Heilungsprozess durch Liebe
Trotzdem und mit Verlaub, die Frage scheint berechtigt, inwieweit sich die steile, vor Wind und Wetter geschützte
Zuschauertribüne über scharfen Humor in Form von schillernden Scherzen und tagespolitischen Anspielungen, über Slapsticks
und spitzzüngige Couplets (aktualisierte Strophen: Manfred Koch) in Tat und Wahrheit zu einem schicklicheren Dasein
ermahnen lässt. Zeuge dessen zu werden, wie ein gelangweilter und grossspuriger Reicher durch die Erfahrung echter
Zuneigung und menschlicher Güte von seiner inneren Zerrissenheit geheilt wird, hinterlässt aber ein zumindest aussenseitig
anhaltendes Behagen.
In der freudigen Verbindung zwischen dem Kapitalisten von Lips und seiner Anverwandten Kathi – sie stehen für Exzentrik
und Grundehrlichkeit – erfährt die Posse aus dem Jahr 1844 ihr vom Glück begünstigtes Ende: Liebe als Heilmittel gegen
inkorrekte Lebensweisen. Nach Schicksalsschlägen also die Eingliederung in disziplinierte Verhältnisse. Und trotzdem war es
Johann Nepomuk Nestroy (1801 bis 1862) keineswegs fremd, die angestrebte Besserung der Menschen als illusorisch
blosszustellen. Wenn das Bittere der gesellschaftskritischen Passagen in Hubers Inszenierung trotz Happy End inwendig nicht
abklingen will, dann ist genau darin eine Qualität seiner szenischen Überzeugungsleistung auszumachen.
Hervorragend aufbereitet
Konkret verhilft eine vitale Crew aus achtköpfigem Hauptpersonal – darunter langjährig bekannte Gesichter – und
siebenköpfigem Nebenpersonal dazu, reihenweise unleugbare Wirklichkeitsbezüge herzustellen. Das überzeugend reduzierte
Bühnenbild (Bühne/Kostüme: Klaus Hellenstein) aus monumentalen Goldbarren, das von einer ländlichen Strohlballenwelt
abgelöst wird, tut ein Übriges, um Nestroy nicht unnötig mit Modischem zu behängen. Mit gelingendem Einsatz versucht sich
das Schauspielkorps an den köstlichen Charakteren dieses gleichermassen possenhaften wie mundfertigen Ringelreitens des
Zufalls und der Wesensarten. Wie üblich werden die Stimmen verstärkt; schade, sind sie manchmal spontan nicht zu orten, die
von Volker Zöbelin komponierten Musikeinheiten in diesem Jahr nur eingespielt.

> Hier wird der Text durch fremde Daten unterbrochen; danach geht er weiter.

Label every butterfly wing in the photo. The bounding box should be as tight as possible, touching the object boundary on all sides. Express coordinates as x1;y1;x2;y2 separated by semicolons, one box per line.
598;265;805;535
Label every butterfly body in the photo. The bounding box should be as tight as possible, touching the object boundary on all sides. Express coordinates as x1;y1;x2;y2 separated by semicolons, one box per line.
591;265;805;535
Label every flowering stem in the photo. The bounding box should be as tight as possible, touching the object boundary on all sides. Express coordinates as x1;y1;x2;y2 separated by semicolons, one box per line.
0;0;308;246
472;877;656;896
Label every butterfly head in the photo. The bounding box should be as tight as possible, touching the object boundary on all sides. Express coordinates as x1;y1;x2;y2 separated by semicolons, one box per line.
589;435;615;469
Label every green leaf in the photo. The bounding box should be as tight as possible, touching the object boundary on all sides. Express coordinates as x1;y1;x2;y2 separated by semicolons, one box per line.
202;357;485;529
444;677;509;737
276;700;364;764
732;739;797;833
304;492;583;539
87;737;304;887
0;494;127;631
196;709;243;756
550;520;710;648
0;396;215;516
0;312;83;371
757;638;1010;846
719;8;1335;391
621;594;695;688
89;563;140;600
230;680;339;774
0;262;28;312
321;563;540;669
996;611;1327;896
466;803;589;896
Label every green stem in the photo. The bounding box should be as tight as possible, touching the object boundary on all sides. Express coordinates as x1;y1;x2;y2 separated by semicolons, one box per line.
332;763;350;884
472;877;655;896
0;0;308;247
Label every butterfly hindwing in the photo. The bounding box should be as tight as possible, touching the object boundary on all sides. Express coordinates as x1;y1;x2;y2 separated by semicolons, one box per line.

Der direkte Blick auf die Besetzung hinterlässt dennoch rundum positive Gefühle: Florian Steiner, ein mit feiner Dekadenz
ausgestatteter und vermeintlich als Mörder gesuchter Protagonist, den das Leben zwingt, sich neu zu erschaffen. Astrid Keller
eine exzellent unverfrorene Madame Schleyer, die mit Lips heuchlerischen Freunden Sporner (Bastian Stoltzenburg) und
Wixer (Simon Engeli) die fatale Überschätzung des Wertes materieller Güter teilt. Katharina Schenk, ausgewogen in der Rolle
der loyalen Frauenfigur Kathi; ein erwartet souveräner Erich Hufschmid, der die Einfältigkeit des Schlossers Gluthammer
pfundig umzusetzen weiss. Werner Biermeier als herrlich aufgewühlter Krautkopf, Pächter auf einem Hof des Herrn von Lips
und schliesslich Ulrich Fausten als gekonnt verschrobener Juristitiarius Staubmann.